Subcutaneous Mycoses

Common fungal traits:

  • Many are dematiaceous, aka, pigmented fungi.
    – It is thought that the melanin in their cells contributes to virulence.
  • Many are dimorphic, which means they exist in both hyphal and yeast forms.
  • Reside in soil, on plants, and decaying vegetation.
  • Trauma to the skin introduces pathogenic fungi to the underlying tissues.
    – Thus, infections tend to occur on the extremities, especially the feet and hands, which are likely to be inoculated during gardening or field work.
  • Chronic, granulomatous lesions in the skin and deeper tissue.
    – Often, histopathologic samples will show Splendore-Heoppliphenomenon, aka, asteroid bodies, which are characterized by eosinophilic materials radiating from the microorganisms.
  • Initial lesion occurs at the site of inoculation, for example, in the skin of the feet
    – Then spreads to deeper tissues, which can include the lymphatics, muscles, and connective tissues.
  • Rarely disseminate to other organs.
  • Long-term antifungals can be used to treat some subcutaneous mycoses.

Lymphocutaneous sporotrichosis
“Rose Gardener’s Disease”
– Many individuals are inoculated via rose thorns.

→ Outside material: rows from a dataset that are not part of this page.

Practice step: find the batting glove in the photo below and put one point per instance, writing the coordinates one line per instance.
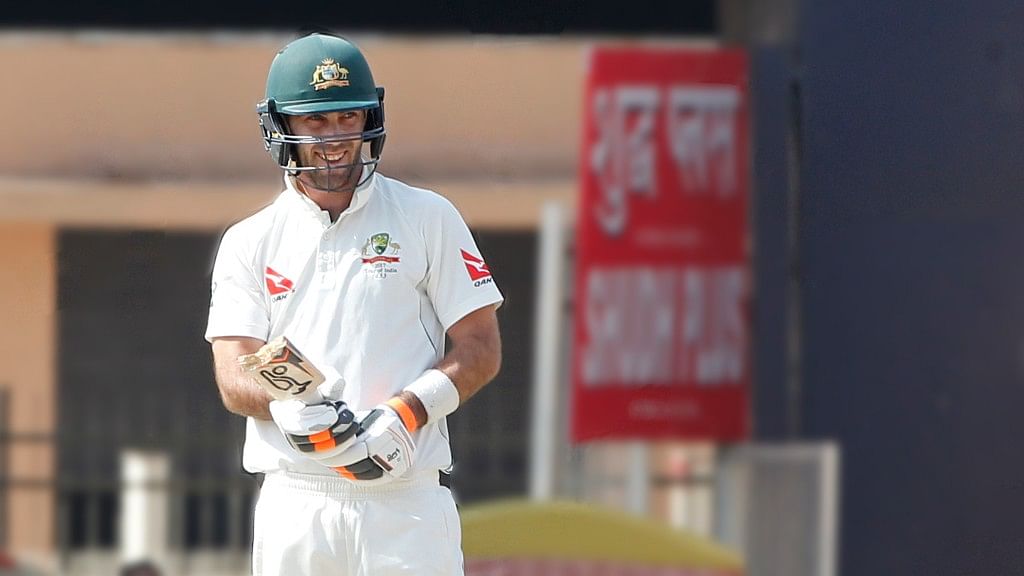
(384, 447)
(318, 430)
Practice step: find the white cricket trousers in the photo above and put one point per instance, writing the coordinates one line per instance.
(308, 525)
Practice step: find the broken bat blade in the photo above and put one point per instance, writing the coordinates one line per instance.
(283, 371)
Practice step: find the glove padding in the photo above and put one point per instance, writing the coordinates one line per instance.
(318, 430)
(383, 449)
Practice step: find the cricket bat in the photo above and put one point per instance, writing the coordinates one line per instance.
(283, 371)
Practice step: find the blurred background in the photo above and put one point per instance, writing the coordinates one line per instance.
(871, 355)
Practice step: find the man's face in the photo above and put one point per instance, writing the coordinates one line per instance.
(339, 160)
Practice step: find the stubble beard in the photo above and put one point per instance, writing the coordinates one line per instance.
(335, 179)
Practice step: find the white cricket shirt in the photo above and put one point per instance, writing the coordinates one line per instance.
(370, 295)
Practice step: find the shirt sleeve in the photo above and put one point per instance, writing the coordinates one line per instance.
(237, 303)
(458, 278)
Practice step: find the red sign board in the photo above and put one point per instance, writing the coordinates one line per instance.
(663, 280)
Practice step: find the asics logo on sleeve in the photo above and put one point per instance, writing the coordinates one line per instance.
(276, 283)
(477, 269)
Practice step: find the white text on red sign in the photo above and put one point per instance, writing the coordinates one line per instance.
(700, 124)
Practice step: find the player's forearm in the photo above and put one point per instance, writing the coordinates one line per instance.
(472, 363)
(242, 396)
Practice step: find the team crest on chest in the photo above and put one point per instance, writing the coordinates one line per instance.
(380, 255)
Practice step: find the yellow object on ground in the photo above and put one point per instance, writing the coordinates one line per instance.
(519, 537)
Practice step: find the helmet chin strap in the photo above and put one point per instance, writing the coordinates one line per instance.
(343, 183)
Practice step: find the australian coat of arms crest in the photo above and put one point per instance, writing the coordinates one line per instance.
(328, 74)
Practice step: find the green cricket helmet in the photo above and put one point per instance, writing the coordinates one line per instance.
(320, 73)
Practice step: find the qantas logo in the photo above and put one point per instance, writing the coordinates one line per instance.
(276, 283)
(476, 268)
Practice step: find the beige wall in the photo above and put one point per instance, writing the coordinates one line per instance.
(183, 107)
(28, 289)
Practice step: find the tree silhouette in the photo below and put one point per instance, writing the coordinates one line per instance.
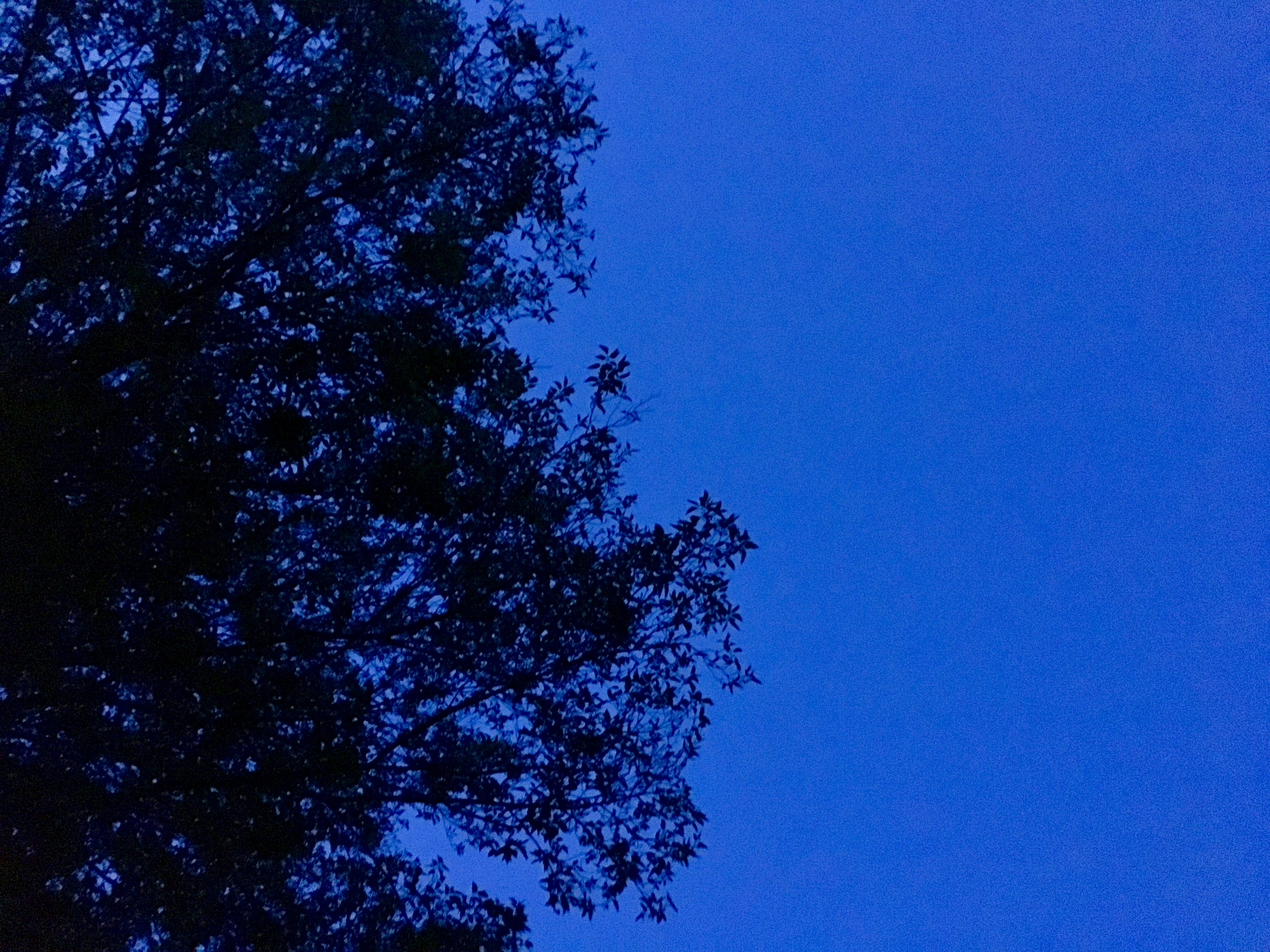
(293, 541)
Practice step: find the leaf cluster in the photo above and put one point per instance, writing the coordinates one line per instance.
(294, 542)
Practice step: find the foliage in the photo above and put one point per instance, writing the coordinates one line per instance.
(293, 540)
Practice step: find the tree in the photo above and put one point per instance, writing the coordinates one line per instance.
(294, 542)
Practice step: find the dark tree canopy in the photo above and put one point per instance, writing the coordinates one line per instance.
(293, 542)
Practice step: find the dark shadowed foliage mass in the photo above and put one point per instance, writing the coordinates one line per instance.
(294, 545)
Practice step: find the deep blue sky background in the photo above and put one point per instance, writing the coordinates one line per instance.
(966, 309)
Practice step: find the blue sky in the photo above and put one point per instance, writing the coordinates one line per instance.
(964, 308)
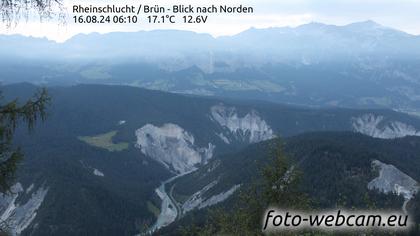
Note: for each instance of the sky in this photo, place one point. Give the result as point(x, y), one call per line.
point(402, 14)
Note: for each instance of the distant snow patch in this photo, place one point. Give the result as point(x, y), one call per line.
point(250, 128)
point(98, 173)
point(391, 179)
point(19, 215)
point(375, 126)
point(172, 146)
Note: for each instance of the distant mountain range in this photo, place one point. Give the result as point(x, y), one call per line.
point(360, 65)
point(103, 160)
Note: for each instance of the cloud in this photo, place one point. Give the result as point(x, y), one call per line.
point(403, 15)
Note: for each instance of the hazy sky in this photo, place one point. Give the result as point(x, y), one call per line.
point(401, 14)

  • The fungi most often responsible are members of the Sporothrix schenckii complex.
  • Mycosis manifests as linear cutaneous nodules and ulcers that begin at the site of inoculation and travel along the path of the draining lymphatics.
    – In some patients, the lesions will become suppurative; the discharged pus contains fungi that is useful for diagnostic purposes.

Chromoblastomycosis
Chromomycosis

  • Caused by a variety of fungi
    – Fonsecae, Cladosporium, Phialophora, etc.
  • Histopathologic samples show characteristic Medlar bodies (aka, sclerotic bodies or muriform cells).
    – Medlar bodies are cells with transverse septa and thick, pigmented cell walls; some liken them to copper pennies.
    In the sample, we can see some Medlar bodies within a giant cell.
  • Chromoblastomycosis produces slowly developing, chronic lesions that can cause progressive tissue fibrosis.
    – Lesion morphology varies; for example, some patients have warty or “cauliflower-like” nodules, while others develop plaques with central scarring.
  • Mild cases where warty nodules are involved may be cured by excision.
  • However, excision is not practical in patients with extensive lesions, as we see in the example of plaques; thus, long-term antifungals are the preferred treatment in such cases.

Eumycotic Mycetoma
Madura foot or Maduramycosis

  • Caused by Madurella mycetomatis and other fungi.
  • Because mycetoma is also caused by bacteria, it’s important to culture samples from the patient to rule out actinomycetemycetoma, which requires a different intervention.
  • Eumycotic mycetoma is characterized by painless nodules that progress to ulcers; the ulcers discharge fluid and granules.
    – Granules comprise the fungal hyphae
    – The color of the granule is indicative of the microorganism type
    M. mycetomatis granules are dark brownish-black.
  • Eumycotic mycetoma is a chronic and progressive condition,and new sinuses form as older sinuses heal.
  • The draining sinuses produce swelling and tissue deformity;infection can ultimately invade and destroy deeper tissues.
  • Unfortunately, eumycotic mycetoma often responds poorly to antifungal treatments, so amputation is often necessary to prevent further destruction.

Subcutaneous Entomophthoromycosis

Conidiobolus coronatus

  • Conidiobolomycosis most commonly affects adults.
  • Inhalation produces infection in the nasal and paranasal sinuses.
  • Swelling and deformity of the nose and upper lip can be quite dramatic, though relatively painless.

Basidiobolus ranarum

  • Basidiobolomycosis more commonly affects male children.
  • Produces “rubbery” dark lesions on the buttocks, thighs, and shoulders.
    – Gastrointestinal involvement is possible, though rare.

Subcutaneous Phaeohyphomycosis

  • Various species
    – Exophiala, Bipolaris, Curvalaria, etc.
  • Histopathologic samples are characterized by irregular hyphae.
  • Infection produces slow growing cysts, or, sometimes, plaques.